Et pour les arabisants et arabophones, une édition beaucoup plus complète (près d’une heure) :
- La prière de Bachar.
- La visite du Premier ministre à quelques hôpitaux. « Nous avons de réserves en médicaments pour dix mois au moins et pour six mois au moins pour d’autres catégories » dit le Premier ministre.
- Visite du ministre de la Défense, le général al-Freij, aux soldats blessés.
- Visite du ministre de l’enseignement supérieur et de la recherche, Mohammad Yahya Moalla, à deux hôpitaux universitaires à Damas, la Maternité et al-Mouwassat.
- Visite du maire de Homs à l’hôpital militaire et à la prison central.
- « Diner de réconciliation » entre les habitants de Homs.
Sans oublier une longue séquence alépine, structurée comme suit :
- Les opérations continuent à Sayef al-Dawla et al-Azamiya.
- La mosquée al-Huda libérée de terroristes qui l’ont utilisée comme dépôt d’armes et médicaments, creusant même à l’intérieur pour pouvoir sortir plus facilement.
- Un soldat qui déclare : « Les habitants d’Alep sont formidables, leur aide est plus que précieuse »
Et des Alépins dont voici les propos, visant à souligner le caractère étranger des insurgés :
- « Ces gens-là, ils nous ne ressemblent pas, ils ne s’habillent pas comme nous ».
- « Dans la mosquée, ils ne prêchent pas comme nous, ils appellent à la haine et aux meurtres« .
- « On dirait des Afghans ! »
- « Maudits soient l’émir de Qatar et Erdogan ! »
- « Que Dieu nous protège notre armée arabe syrienne ! » .
- « Nous sommes en sécurité depuis que l’armée est là ! Dieu merci ! »

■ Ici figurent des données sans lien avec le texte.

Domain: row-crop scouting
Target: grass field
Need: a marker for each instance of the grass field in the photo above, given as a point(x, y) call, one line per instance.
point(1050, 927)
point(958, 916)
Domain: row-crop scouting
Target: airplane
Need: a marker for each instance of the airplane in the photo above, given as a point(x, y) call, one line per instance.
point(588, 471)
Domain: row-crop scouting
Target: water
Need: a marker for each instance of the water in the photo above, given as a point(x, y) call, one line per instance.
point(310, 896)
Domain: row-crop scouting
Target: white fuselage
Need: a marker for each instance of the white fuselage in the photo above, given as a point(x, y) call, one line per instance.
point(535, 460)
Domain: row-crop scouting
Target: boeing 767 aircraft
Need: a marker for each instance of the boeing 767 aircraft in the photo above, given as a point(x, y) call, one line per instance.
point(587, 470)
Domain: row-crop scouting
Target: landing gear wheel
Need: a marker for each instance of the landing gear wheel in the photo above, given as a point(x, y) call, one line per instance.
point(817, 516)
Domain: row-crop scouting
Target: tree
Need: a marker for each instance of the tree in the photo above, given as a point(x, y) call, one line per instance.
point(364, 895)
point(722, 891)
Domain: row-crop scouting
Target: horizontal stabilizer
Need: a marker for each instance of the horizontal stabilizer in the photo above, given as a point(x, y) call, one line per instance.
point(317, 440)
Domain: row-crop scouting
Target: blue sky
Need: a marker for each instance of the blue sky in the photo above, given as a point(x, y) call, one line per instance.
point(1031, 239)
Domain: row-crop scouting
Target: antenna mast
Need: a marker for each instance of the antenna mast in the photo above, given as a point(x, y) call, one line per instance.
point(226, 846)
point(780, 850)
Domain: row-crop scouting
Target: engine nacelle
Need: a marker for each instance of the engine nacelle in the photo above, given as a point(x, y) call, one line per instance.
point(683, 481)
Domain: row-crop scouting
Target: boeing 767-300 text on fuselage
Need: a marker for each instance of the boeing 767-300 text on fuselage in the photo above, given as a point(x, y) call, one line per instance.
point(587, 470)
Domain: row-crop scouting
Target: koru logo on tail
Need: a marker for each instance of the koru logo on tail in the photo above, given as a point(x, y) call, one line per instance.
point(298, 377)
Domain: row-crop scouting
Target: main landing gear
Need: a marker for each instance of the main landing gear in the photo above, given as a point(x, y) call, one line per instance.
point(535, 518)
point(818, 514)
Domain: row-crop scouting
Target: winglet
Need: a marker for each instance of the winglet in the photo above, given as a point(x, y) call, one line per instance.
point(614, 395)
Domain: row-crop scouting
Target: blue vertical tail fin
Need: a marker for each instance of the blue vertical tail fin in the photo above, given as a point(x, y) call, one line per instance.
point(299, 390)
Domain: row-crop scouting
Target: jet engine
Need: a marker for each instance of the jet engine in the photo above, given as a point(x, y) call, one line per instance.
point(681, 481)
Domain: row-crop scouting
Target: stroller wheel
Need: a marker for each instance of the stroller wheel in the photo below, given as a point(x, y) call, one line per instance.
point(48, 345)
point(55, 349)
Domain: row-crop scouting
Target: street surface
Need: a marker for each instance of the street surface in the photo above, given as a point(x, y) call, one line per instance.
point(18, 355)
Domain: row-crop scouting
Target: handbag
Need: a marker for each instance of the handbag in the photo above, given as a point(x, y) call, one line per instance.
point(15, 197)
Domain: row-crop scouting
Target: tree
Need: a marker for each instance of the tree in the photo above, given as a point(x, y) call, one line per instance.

On voit certains Alépins, et des enfants, embrasser des soldats.

De la propagande de guerre donc, mais qui reflète une incontournable réalité : l’immense majorité des Alépins n’avait rien à voir dès le départ, et n’a rien voulu faire ensuite avec cette armée d’excités syriens et étrangers, qu s’est abattue comme une plaie d’Égypte sur cette capitale économique, cette grande cité moderne qu’est Alep.